Tried both ./letsencrypt-auto --apache -d my.domain.com as well as certbot, both with and without domain flags (so it ran interactive and found my certs itself)
It produced this output (for two of the 5 domains):
Domain: my.domain.com
Type: unauthorized
Detail: Incorrect validation certificate for tls-sni-01 challenge.
Requested
23245c1bedde5835280ea61d9a2b4885.e683349e13c12b9069096d14b5fa1a3f.acme.invalid
from 159.203.209.199:443. Received 2 certificate(s), first
certificate had names …(my 5 names here)
My web server is (include version): Server version: Apache/2.4.7 (Ubuntu)
The operating system my web server runs on is (include version):
Ubuntu 16.04
Can you post your apache configs? Seems like something in there is confusing certbot so that it’s not able to apply the temporary certificates for TLS-SNI-01 to work.
I have several virtual hosts, all configured quite similarly (except for the hostnames themselves) and all the other ones re-certified without issue.

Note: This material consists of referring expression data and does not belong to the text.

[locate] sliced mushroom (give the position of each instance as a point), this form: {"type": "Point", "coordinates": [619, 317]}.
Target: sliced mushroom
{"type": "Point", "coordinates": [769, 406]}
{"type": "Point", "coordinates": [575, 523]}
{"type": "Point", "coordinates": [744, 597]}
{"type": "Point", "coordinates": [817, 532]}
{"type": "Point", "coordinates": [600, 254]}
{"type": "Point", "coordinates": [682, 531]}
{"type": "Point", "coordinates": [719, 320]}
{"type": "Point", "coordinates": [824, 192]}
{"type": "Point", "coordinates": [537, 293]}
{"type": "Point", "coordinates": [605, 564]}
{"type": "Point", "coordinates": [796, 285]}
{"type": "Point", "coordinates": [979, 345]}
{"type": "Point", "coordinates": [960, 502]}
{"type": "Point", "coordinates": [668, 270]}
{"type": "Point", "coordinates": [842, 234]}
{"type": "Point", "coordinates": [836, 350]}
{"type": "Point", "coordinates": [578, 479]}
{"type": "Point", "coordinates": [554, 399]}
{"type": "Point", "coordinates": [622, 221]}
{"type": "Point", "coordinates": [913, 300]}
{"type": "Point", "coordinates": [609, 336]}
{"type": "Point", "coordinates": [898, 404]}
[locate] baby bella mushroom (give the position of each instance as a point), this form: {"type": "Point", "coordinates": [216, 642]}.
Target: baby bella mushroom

Also, my apache configs have not changed in months. So it seems unlikely to be apache, is there anything in particular I should be looking for? I can also paste the letsencrypt.log file, which is probably really useful to someone in the know (but I worry about how safe it is to post all that info publicly).
Well, the Apache configuration and the log from /var/log/letsencrypt would be great for debugging. It can potentially be a Certbot bug which can be revealed by looking at this, because sometimes Certbot doesn’t understand how to parse a particular Apache configuration which is nonetheless treated as valid by Apache.

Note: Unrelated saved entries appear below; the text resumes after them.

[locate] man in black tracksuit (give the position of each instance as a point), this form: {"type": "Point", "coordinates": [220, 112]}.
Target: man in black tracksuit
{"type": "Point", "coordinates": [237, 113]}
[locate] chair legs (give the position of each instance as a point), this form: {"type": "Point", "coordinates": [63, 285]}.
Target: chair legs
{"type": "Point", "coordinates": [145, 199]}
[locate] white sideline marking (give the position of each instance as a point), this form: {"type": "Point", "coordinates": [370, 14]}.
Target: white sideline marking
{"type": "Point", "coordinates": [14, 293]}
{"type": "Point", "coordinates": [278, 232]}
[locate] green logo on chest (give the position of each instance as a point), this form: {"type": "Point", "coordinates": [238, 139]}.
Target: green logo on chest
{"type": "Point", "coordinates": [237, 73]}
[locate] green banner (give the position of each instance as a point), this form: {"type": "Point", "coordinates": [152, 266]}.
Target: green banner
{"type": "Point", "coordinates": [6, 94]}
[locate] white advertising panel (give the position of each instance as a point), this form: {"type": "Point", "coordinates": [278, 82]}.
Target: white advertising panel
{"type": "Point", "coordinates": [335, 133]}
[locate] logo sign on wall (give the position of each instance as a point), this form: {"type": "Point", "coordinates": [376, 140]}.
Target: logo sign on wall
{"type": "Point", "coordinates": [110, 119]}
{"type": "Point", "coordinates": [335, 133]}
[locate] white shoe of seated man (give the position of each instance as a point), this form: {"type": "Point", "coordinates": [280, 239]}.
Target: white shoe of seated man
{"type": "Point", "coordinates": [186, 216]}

The log doesn’t really contain any sensitive information. To be honest, if your security is reliant on your domain remaining secret, you already have some serious issues. Your domain is publicly listed on the certificate transparency logs every time you have one issued anyway.
One other thing I notice on my server are these errors when doing sudo apt-get update:
Ignoring Provides line with DepCompareOp for package python-cffi-backend-api-max
Ignoring Provides line with DepCompareOp for package python-cffi-backend-api-min
Ignoring Provides line with DepCompareOp for package python3-cffi-backend-api-max
Ignoring Provides line with DepCompareOp for package python3-cffi-backend-api-min
Ignoring Provides line with DepCompareOp for package python-cffi-backend-api-max
Ignoring Provides line with DepCompareOp for package python-cffi-backend-api-min
Ignoring Provides line with DepCompareOp for package python3-cffi-backend-api-max
Ignoring Provides line with DepCompareOp for package python3-cffi-backend-api-min
Are they anything possibly that letsencrypt could need to rely on?
This is not a good solution. Deleting everything and starting from scratch worked in your case but their have been people that have done this and have lost their websites for hours and tried to get help here (posting 6 or 7 “bumps” which everyone ignored)
If you are going to go down the path of starting from scratch then I always suggest you do backups first
I agree that backups are always important, which is why I always have them. (Perhaps I should have added that as step one). However in my case, I already WAS down because of the failure of the auto renew, and I was not getting or finding a response to my particular problem. So my solution is unfortunately what was necessary for me. I added my steps above because in the other threads I examined that mentioned this exact problem, I did not find any solution that worked for me, and I wanted to provide this to others who might find themselves in a similar situation.